Merhum hocamız, (Abdülhakîm efendi hazretleri, yılbaşında bize hediye verirdi, biz de size verelim) diyerek, talebelerine hicrî yılbaşı günlerinde hediye verirlerdi.
Bütün kötülükler, kavgalar almak üzerinedir. Bütün iyilikler de, vermek üzerinedir. Dünyalık isteyen sevimsizleşir. Veren aziz, alan zelil olur. Kula değil, Allah’a el açmalı.
Bir gün Peygamber efendimiz, Hazret-i Ömer'e bir hediye gönderdi. Hazret-i Ömer, kabul etmeyip geri gönderince, Peygamber efendimiz kendisine, (Ya Ömer, gönderdiğim hediyeyi niçin kabul etmedin?) buyurdu. O da, (Yâ Resulallah, ben sizden duydum, “İnsan için hayırlı olan, kimseden bir şey almamaktır” buyurdunuz. Bu yüzden almadım) diye cevap verdi.
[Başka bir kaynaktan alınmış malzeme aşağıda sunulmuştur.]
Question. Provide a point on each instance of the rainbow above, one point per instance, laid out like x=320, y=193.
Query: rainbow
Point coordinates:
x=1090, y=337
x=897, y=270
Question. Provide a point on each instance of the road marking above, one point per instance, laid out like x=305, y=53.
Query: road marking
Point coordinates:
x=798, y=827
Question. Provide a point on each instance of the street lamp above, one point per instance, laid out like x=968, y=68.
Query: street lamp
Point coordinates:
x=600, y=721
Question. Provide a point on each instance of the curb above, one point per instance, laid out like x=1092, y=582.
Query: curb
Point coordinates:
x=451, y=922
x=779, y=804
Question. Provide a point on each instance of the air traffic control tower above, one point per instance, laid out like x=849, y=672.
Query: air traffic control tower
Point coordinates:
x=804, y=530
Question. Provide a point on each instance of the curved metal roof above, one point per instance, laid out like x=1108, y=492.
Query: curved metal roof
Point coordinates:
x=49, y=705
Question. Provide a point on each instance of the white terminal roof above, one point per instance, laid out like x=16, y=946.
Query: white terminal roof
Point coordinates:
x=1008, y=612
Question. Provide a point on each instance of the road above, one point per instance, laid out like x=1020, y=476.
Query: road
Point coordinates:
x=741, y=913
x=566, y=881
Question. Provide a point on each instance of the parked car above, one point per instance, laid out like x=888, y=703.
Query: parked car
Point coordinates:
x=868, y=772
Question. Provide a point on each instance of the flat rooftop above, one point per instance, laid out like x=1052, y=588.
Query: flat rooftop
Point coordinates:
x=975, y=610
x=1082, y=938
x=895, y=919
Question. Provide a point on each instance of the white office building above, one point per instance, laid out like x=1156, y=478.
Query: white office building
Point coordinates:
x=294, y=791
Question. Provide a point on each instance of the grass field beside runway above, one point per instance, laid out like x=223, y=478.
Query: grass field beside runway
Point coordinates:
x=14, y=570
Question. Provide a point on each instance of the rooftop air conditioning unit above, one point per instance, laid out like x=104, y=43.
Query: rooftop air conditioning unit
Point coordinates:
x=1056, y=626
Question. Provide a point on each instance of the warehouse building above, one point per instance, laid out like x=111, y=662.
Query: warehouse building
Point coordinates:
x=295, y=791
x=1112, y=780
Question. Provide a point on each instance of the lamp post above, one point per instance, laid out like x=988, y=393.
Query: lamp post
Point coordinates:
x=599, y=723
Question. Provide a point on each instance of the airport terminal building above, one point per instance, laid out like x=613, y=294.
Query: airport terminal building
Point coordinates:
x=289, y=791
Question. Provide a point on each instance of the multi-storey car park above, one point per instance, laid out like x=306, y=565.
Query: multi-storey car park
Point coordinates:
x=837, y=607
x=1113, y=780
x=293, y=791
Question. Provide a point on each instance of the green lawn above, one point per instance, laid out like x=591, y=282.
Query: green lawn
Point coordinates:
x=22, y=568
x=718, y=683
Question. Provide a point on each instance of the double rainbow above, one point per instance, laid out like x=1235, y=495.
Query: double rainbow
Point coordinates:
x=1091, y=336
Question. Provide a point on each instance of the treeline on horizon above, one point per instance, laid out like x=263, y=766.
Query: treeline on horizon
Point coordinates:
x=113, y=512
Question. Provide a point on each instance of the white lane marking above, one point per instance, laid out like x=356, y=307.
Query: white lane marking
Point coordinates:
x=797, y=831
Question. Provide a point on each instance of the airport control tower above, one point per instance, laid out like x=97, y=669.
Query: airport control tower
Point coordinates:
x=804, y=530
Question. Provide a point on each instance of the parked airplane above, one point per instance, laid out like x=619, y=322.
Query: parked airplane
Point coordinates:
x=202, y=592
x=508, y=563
Peygamber efendimiz, (Onu, isteyerek almak için demiştim. İstemeden verilen şey, Allahü teâlânın gönderdiği rızıktır. Onu alın!) buyurdu. Hazret-i Ömer de, (Allahü teâlâya yemin ederim ki, kimseden bir şey istemeyeceğim ve istemeden verileni alacağım) dedi.
Dünyanın ne olduğu birçok şekilde tarif edilmiştir. Bir tarifi de şudur:
Dünya, menfaat demektir. Menfaat için yapılan her şey dünyadır.
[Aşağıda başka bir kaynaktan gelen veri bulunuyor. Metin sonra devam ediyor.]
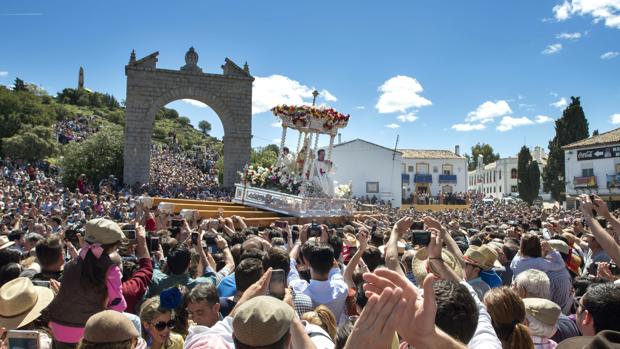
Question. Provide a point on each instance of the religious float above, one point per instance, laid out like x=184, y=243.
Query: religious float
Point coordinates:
x=300, y=185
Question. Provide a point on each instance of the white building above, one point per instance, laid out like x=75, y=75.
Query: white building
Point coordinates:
x=592, y=166
x=433, y=171
x=372, y=170
x=500, y=178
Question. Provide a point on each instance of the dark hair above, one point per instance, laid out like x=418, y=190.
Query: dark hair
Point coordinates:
x=178, y=259
x=277, y=258
x=530, y=245
x=343, y=333
x=277, y=345
x=9, y=272
x=49, y=251
x=321, y=258
x=372, y=257
x=336, y=244
x=9, y=255
x=204, y=292
x=457, y=312
x=247, y=273
x=602, y=301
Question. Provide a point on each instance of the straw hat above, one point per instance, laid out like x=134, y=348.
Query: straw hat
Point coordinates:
x=21, y=302
x=418, y=264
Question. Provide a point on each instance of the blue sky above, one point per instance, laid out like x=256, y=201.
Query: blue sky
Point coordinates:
x=437, y=73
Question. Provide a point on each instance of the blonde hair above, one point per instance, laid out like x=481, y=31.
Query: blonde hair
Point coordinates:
x=324, y=318
x=508, y=314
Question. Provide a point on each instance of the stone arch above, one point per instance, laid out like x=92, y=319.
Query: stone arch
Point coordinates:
x=149, y=88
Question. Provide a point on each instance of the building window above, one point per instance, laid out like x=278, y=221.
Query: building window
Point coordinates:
x=372, y=187
x=587, y=172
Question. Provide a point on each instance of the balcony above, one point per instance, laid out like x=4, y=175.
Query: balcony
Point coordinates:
x=585, y=182
x=419, y=178
x=405, y=178
x=447, y=178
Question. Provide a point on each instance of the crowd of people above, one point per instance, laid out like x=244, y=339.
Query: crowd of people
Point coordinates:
x=105, y=271
x=76, y=129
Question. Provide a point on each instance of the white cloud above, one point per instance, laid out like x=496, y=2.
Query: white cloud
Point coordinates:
x=561, y=103
x=551, y=49
x=327, y=96
x=607, y=11
x=610, y=55
x=466, y=127
x=488, y=111
x=194, y=103
x=508, y=123
x=409, y=117
x=400, y=93
x=569, y=36
x=278, y=89
x=541, y=119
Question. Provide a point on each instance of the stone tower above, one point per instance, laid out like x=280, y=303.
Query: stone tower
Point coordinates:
x=81, y=79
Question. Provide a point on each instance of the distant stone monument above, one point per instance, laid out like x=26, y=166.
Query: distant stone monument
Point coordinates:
x=150, y=88
x=81, y=79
Helâlinin hesabı, haramının azabı olan dünyadan kurtulmak lazımdır. Yükü az olan, rahat eder. Fakat insanlar doymayıp, (Biraz daha! Biraz daha!) derler ve huzursuz olarak ölürler. Hâlbuki rızık bellidir. Kimse rızkını almadan dünyadan ayrılmaz. Bir mübarek zat, (Yerler demir, gökler bakır olsa, rızkımdan endişe duymam, çünkü Rabbim beni yaratmadan önce rızkımı takdir etti) buyurmuştur.
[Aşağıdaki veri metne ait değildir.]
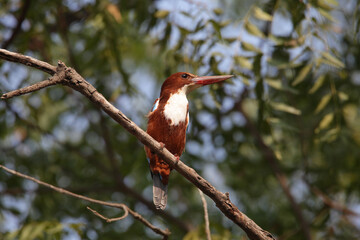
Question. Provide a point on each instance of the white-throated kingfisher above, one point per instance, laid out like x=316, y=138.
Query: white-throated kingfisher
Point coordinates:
x=167, y=124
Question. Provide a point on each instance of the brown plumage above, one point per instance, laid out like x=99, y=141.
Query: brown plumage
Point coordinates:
x=167, y=123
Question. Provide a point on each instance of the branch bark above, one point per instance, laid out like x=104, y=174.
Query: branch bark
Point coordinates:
x=75, y=81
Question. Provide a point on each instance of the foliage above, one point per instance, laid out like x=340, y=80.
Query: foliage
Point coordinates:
x=298, y=60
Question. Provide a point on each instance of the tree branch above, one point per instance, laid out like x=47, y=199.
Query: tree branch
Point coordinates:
x=126, y=209
x=75, y=81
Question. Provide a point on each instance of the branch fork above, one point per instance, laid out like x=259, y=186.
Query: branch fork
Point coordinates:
x=67, y=76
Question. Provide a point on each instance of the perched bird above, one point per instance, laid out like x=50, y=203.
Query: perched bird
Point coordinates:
x=167, y=123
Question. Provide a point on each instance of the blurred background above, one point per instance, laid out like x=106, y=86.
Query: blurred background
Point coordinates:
x=282, y=137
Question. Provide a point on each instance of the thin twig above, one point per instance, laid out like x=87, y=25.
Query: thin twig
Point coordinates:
x=136, y=215
x=206, y=216
x=109, y=220
x=78, y=83
x=56, y=79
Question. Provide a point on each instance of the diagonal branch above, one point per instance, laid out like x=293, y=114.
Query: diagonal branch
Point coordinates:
x=126, y=209
x=75, y=81
x=206, y=216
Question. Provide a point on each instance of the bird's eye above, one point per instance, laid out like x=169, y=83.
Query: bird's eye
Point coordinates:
x=184, y=75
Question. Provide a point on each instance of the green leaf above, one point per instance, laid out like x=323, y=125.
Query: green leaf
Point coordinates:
x=218, y=11
x=343, y=96
x=254, y=30
x=333, y=60
x=274, y=83
x=260, y=14
x=326, y=14
x=249, y=47
x=302, y=74
x=318, y=83
x=285, y=108
x=161, y=13
x=325, y=122
x=323, y=102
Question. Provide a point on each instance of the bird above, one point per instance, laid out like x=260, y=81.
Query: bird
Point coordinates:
x=167, y=124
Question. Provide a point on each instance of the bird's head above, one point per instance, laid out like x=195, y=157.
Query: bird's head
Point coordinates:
x=188, y=82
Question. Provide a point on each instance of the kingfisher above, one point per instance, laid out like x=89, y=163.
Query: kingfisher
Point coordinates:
x=167, y=124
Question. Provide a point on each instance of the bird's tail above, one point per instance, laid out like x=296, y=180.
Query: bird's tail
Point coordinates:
x=159, y=192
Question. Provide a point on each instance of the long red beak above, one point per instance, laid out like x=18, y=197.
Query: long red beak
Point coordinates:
x=206, y=80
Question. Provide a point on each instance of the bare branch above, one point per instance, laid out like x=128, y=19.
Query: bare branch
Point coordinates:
x=136, y=215
x=109, y=220
x=78, y=83
x=56, y=79
x=206, y=216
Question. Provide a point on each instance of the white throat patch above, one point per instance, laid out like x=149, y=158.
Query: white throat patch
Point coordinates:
x=176, y=107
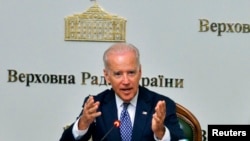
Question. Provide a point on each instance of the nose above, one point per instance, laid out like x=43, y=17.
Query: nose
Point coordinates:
x=125, y=79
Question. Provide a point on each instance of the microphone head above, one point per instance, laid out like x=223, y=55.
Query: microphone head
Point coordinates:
x=117, y=123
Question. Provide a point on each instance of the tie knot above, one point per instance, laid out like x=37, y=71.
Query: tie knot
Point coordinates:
x=125, y=105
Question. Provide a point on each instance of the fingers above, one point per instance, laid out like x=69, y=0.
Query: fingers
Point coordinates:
x=158, y=119
x=89, y=112
x=160, y=110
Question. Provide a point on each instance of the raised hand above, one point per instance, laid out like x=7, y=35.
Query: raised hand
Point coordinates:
x=89, y=113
Dünya sultanı değil, âhiret sultanı olmaya bakmalı. Âhirette, dünya sultanlığı işe yaramaz.
(Dünya âhiretin tarlasıdır) hadis-i şerifindeki tarla, öyle bir toprak ki, ekince en az bire 10 veriyor. Üst sınırı yoktur. Toprağa dünyalık eken ise, koca bir hiç alır, hattâ zarara uğrar. Aklı olan hiç ile uğraşır mı?
Cennete ve Cehenneme giden iki yol vardır. Mescidler, Cennete giden yollardır. Mescide gelenler arasında iyi bir kimse varsa, onun hürmetine Allahü teâlâ diğerlerinin de günahlarını affeder. Allah, evine gelenleri boş çevirmez. Cehenneme götüren kötü yollar da malumdur, onlardan uzak durmalıdır.